Background. Assessment of adjustment of patients in cancer treatment trials is becoming more
common and increasingly regarded as a useful outcome measure. The widely used Mental
Adjustment to Cancer (MAC) Scale was designed to measure Fighting Spirit (FS), Anxious
Preoccupation (AP), Helpless–hopelessness (HH) and Fatalism.

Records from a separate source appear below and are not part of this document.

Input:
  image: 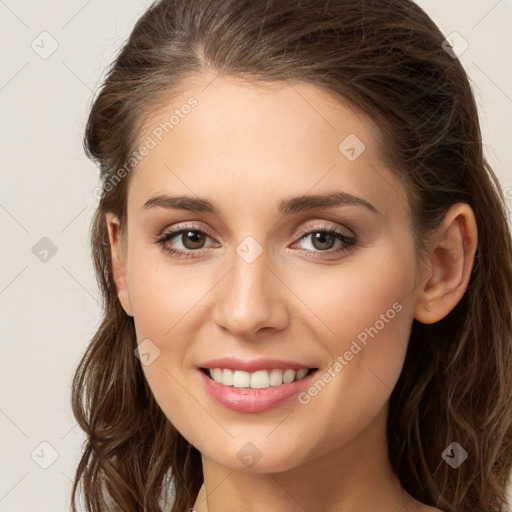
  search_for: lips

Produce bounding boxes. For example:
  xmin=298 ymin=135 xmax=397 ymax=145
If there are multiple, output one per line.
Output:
xmin=197 ymin=358 xmax=318 ymax=413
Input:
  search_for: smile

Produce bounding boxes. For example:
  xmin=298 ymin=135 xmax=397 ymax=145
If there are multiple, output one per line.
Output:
xmin=203 ymin=368 xmax=315 ymax=389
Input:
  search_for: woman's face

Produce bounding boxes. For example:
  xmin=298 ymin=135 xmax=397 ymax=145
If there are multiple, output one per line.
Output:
xmin=112 ymin=76 xmax=424 ymax=472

Methods. Questionnaire responses from 632 breast cancer patients were randomly divided into two
groups, one for exploratory analyses and possible scale refinement, and the other for validation
purposes.
Results. Estimates of reliability (Cronbach's α) were satisfactory for two scales, FS (α = 0·85) and
HH (α = 0·81), but lower for AP (α = 0·65) and Fatalism (α = 0·64). Exploratory factor analysis
suggested that the MAC Scale might be measuring six independent constructs including two related
to Fighting Spirit (Positive Orientation to the Illness, Minimizing the Illness), two related to
Fatalism (Fatalism-revised, Loss of Control), a construct we have named Angst, and an unchanged
HH construct. Scales developed to measure these constructs were satisfactorily replicated in
confirmatory analyses but some reliabilities were lower than desirable. The general structure of the
MAC Scale remained little changed despite the division of two scales and the suggested removal of
six items. The refined scales correlated with the Hospital Anxiety and Depression scale and the
Medical Coping Modes Questionnaire, indicating good concurrent validity.
Conclusions. While reasonable reliability of the original scales persists through analyses of the
MAC Scale, the original factor structure could not be reproduced. Six refined constructs with strong
construct validity were identified within the overall domain of mental adjustment to cancer.